Il s’agit, dit-elle, de « rendre à l’enfant moi sa mémoire », en contant et en commentant l’histoire d’une petite fille victime précoce d’abus sexuels, et qui porte en elle des décennies durant le poids de la culpabilité.
- En effet, la barque est chargée : la mère, les déménagements successifs, la cousine elle aussi victime, la révélation mais la solitude malgré cela, et le chien Zouzou qui lui aussi l’évite, l’école Steiner, les relations amoureuses qui ont pour fonction de rassurer l’enfant brisée, le refus de la sexualité, le mariage sans désir. Les tentatives multiples et vaines pour guérir : la permaculture qui transforme la merde en or, le développement personnel, la force qui permet d’affirmer « même pas mal » et l’effondrement parce que « mal trop mal. »
Points forts
L’éclairage est au cœur de ce dispositif théâtral : avec la musique, il créé des poches d’ombres secrètes, des cirques lumineux qui permettent à la parole intime de se lover et de se déployer tout à la fois.
Le texte ciselé, net et limpide, brutal et frais à la fois est comme ponctué par le maniement des petits objets que la comédienne extirpe des replis de son vêtement, et qui évoquent avec poésie et subtilité les personnages de l’histoire.
Quelques réserves
- Difficile de formuler des réserves.

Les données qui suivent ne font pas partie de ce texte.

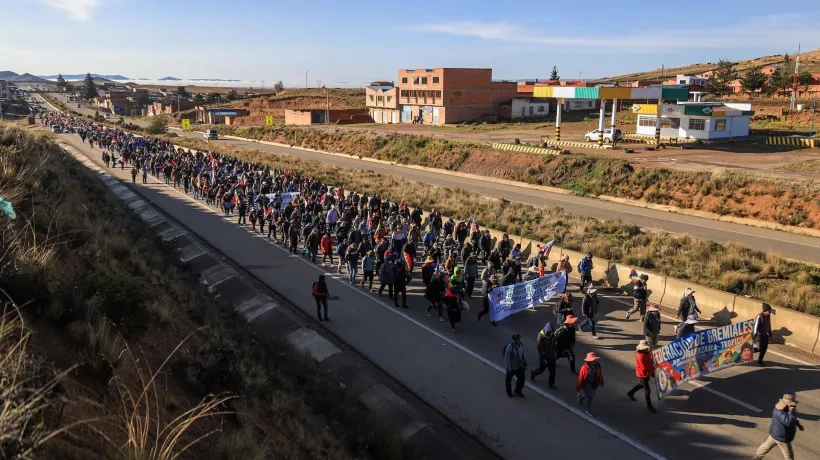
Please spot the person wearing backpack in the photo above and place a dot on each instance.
(516, 365)
(565, 341)
(321, 293)
(652, 325)
(386, 275)
(546, 354)
(585, 270)
(590, 378)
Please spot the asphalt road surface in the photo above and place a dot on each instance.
(725, 415)
(798, 247)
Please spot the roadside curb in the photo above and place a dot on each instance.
(269, 320)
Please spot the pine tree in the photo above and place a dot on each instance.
(89, 88)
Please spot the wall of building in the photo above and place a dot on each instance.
(526, 108)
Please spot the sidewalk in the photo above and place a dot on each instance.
(460, 374)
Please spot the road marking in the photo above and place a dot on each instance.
(612, 431)
(782, 355)
(725, 396)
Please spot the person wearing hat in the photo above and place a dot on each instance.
(321, 293)
(516, 364)
(546, 353)
(565, 341)
(644, 369)
(652, 325)
(639, 294)
(368, 269)
(589, 307)
(590, 378)
(783, 428)
(763, 331)
(686, 328)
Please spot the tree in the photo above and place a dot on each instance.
(753, 80)
(721, 77)
(158, 126)
(89, 88)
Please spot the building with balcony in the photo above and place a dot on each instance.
(451, 95)
(382, 101)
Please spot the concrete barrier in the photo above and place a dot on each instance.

Peut-être pourrait-on dire que les choix musicaux ne sont pas d’une folle originalité, mais ils marquent aussi sans doute les étapes d’une vie.
Encore un mot...
Holy shit ! est une œuvre utile, et pas seulement pour les victimes d’inceste ou de violences sexuelles. Parce qu’il est vrai que, malgré la multiplication des livres et des films sur le sujet, dès qu’il s’agit de parler des violences sexuelles dont les enfants sont des victimes, l’embarras continue souvent de régner, le silence de peser ou, à l’inverse, l’hystérie médiatique brouille les pistes. Notamment sur la question de l’orgasme, évoqué pour la quasi-première fois dans un témoignage de victime, cet orgasme irrépressible et inoubliable qui creuse le gouffre de la culpabilité et de la honte.
Ce “déshabillage“ drôle, poignant, ironique et cru refuse de réduire l’individu au rôle de victime. Il n’est pas seulement courageux, il est beau et salubre, parce qu’il n’épargne aucune des prétendues recettes permettant la guérison, mais aussi parce qu’il dit que ces histoires-là ne sont pas seulement l’affaire des individus mais celles du “monde extérieur“, c’est-à-dire de tous.
Une phrase
« Les emmerdes c’est nourrissant. »
« J’ai 12 ans et mes seins poussent : je leur dis d’aller pousser ailleurs, ça ne marche pas. »
- « J’ai tout essayé pour guérir, tout ce qui croisait ma route, avec une seule obsession : réparer ce qui avait été cassé, nettoyé ce qui avait été sali, échapper à ce vide-là. Ce qui est drôle c’est que j’ai toujours su que j’étais brisée, en miettes. Mais je ne sentais rien. J’ai toujours su dire : « tu sais, moi avec ce qui m’est arrivé, c’est comme si j’étais dissociée, ouais je suis pas là, absente, perdue dans le néant, occupée à retrouver les morceaux de moi et à mettre la main sur la meilleure colle. Ouais, j’ai essayé plein de colles, mais plein ! »
L'auteur
Autrice, metteuse en scène, chanteuse et comédienne, enseignante de théâtre, Sarah Marcuse s’est formée aux arts du cirque et au théâtre contemporain et cela se voit sur scène.
- Elle écrit des pièces et des chansons (Holy Shit ! ; La graine, la fleur et l’oranger ; Lul, une histoire d'amour ; L'invisible chemin ; Maybe), adapte des textes pour la scène, conçoit des projets pluridisciplinaires et pratique le Seule en scène.